Why April 4 was good for the market
- 2000 11 Apr
It was the most volatile day in the history of the stock market. Both the DOW and the Nasdaq plummeted more than 500 points before staging a remarkable recovery. Thousands of margin calls went out around the country and the world. Accounts were closed out. Greenhorn investors who had made thousands in a few months saw their reward wiped out in a matter of a few hours. Even veteran investors, who were coming to believe that Wall Street had signs pointing in one direction, up, were stunned. Is this just the beginning of a major market shakeout? Is the party over?
Clearly the answer is no. April 4 was a day that crystallized the transformation in leadership of the bull market that had begun three weeks earlier. It is not so much a change from New Economy stocks to Old Economy stocks; rather, it is a flight to quality across the entire equity field.
Just take a look at the numbers. From March 10, the day the tech-heavy Nasdaq peaked, through April 5, that index has fallen close to 18%. Even more breathtaking was the plunge in some of the Internet indices, which dumped around 35% during the same period. Still, tech leaders like Cisco Systems (CSCO), Dell Computer (DELL), and Intel (INTC) have continued to rise. Also, the blue-chip DOW has risen 11.1% with stocks like Eastman Kodak (EK), Procter & Gamble (PG), and Citigroup (C) posting very solid gains.
Call it the start of something new or whatever you want. The bottom line is that it can only be healthy for the market. For the last year and a half, the stock market has become a market of extremes: extremely high valuations for the New Economy stocks that dominate the Nasdaq, and extremely low valuations for anything that smacked of the Old Economy.
What is really going on here is a massive shift in investor psychology and a dramatic reevaluation of companies with lots of nifty ideas and great potential but not much else. Old Economy giants are winning new respect from investors, while New Economy darlings are losing some of their luster. Investors did not abandon tech stocks altogether, but they definitely switched from companies on the verge to companies that have arrived. The fast-money crowd may need a break. The markets will be less forgiving, particularly in the Internet sector. Finally, cash-producing business models appear to matter to investors.

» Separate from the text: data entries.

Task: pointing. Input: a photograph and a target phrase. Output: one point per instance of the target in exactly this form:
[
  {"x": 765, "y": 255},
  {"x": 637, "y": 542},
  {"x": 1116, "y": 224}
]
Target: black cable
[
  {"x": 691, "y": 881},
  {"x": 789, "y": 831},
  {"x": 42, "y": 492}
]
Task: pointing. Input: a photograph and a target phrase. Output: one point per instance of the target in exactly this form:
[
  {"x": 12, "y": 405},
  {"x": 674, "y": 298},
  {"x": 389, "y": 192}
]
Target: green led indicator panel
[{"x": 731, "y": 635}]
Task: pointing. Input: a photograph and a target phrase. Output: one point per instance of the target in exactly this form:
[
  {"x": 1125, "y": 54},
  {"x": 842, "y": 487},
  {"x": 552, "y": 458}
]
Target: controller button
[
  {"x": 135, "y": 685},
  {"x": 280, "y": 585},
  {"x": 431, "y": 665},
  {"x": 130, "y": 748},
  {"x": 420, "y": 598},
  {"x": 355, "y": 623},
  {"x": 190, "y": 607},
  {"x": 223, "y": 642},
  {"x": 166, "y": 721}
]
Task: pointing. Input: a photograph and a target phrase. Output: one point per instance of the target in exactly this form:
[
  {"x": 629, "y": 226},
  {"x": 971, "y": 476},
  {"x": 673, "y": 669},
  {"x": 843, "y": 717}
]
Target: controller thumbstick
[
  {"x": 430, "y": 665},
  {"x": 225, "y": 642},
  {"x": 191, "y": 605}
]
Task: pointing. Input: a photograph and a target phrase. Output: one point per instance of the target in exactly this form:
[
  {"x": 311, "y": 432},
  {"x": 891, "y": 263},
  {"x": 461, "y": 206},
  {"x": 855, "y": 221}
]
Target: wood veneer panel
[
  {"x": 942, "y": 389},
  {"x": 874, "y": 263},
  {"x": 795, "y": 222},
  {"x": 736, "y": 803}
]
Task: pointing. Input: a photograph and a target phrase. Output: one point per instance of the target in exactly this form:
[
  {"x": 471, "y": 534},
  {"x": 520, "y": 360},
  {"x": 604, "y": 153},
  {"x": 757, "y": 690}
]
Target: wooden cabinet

This shift, though painful for many investors, especially those who had bought tech stocks on margin hoping the surge would continue, should ultimately turn out to be beneficial for the stock market as a whole. For one thing, many institutional investors have been on the sidelines, waiting for signs of life in quality value stocks. That means more money, rather than less, could be flowing into the market in the near future.
Indeed, the economy remains robust. The most recent figures show that consumer spending, manufacturing, production, and productivity are strong. Inflation is still modest and energy prices, which were getting scary a few weeks ago, have moderated.
Perhaps the most important factor that will help market stability as well as investor confidence is strong corporate profits. The first-quarter earnings reports will start coming in within days, and the outlook is excellent. According to I/B/E/S, the earnings research firm, it will be another record-breaking quarter for profits. That includes the tech sector, which is projected to grow nearly 35% over the first quarter last year. And analysts have raised their Year 2000 earnings estimate for companies in the Standard & Poor's 500-stock index to 17.9% from 17.2%, according to First Call Corp., another earnings research firm.
The bull market does not end here. We think the economic and profit expansion will continue.
Although record trading volume and volatility may cause investor jitters, that can be a bullish indicator. The volatility of April 4 could indicate a market bottom, meaning that the worst is behind us. The good news is that the speculation has pulled back. And in the long run, that makes for a much safer, less volatile market.
Moreover, the DOW and the Nasdaq are now on more equal footing, with the DOW Down 3% for the year and the Nasdaq up 2%. What had been a divergent market now has both indices moving the same way, and trending higher.
There is no guarantee that the move to quality alone will send the market to new highs. But at least it will be able to climb on more solid ground.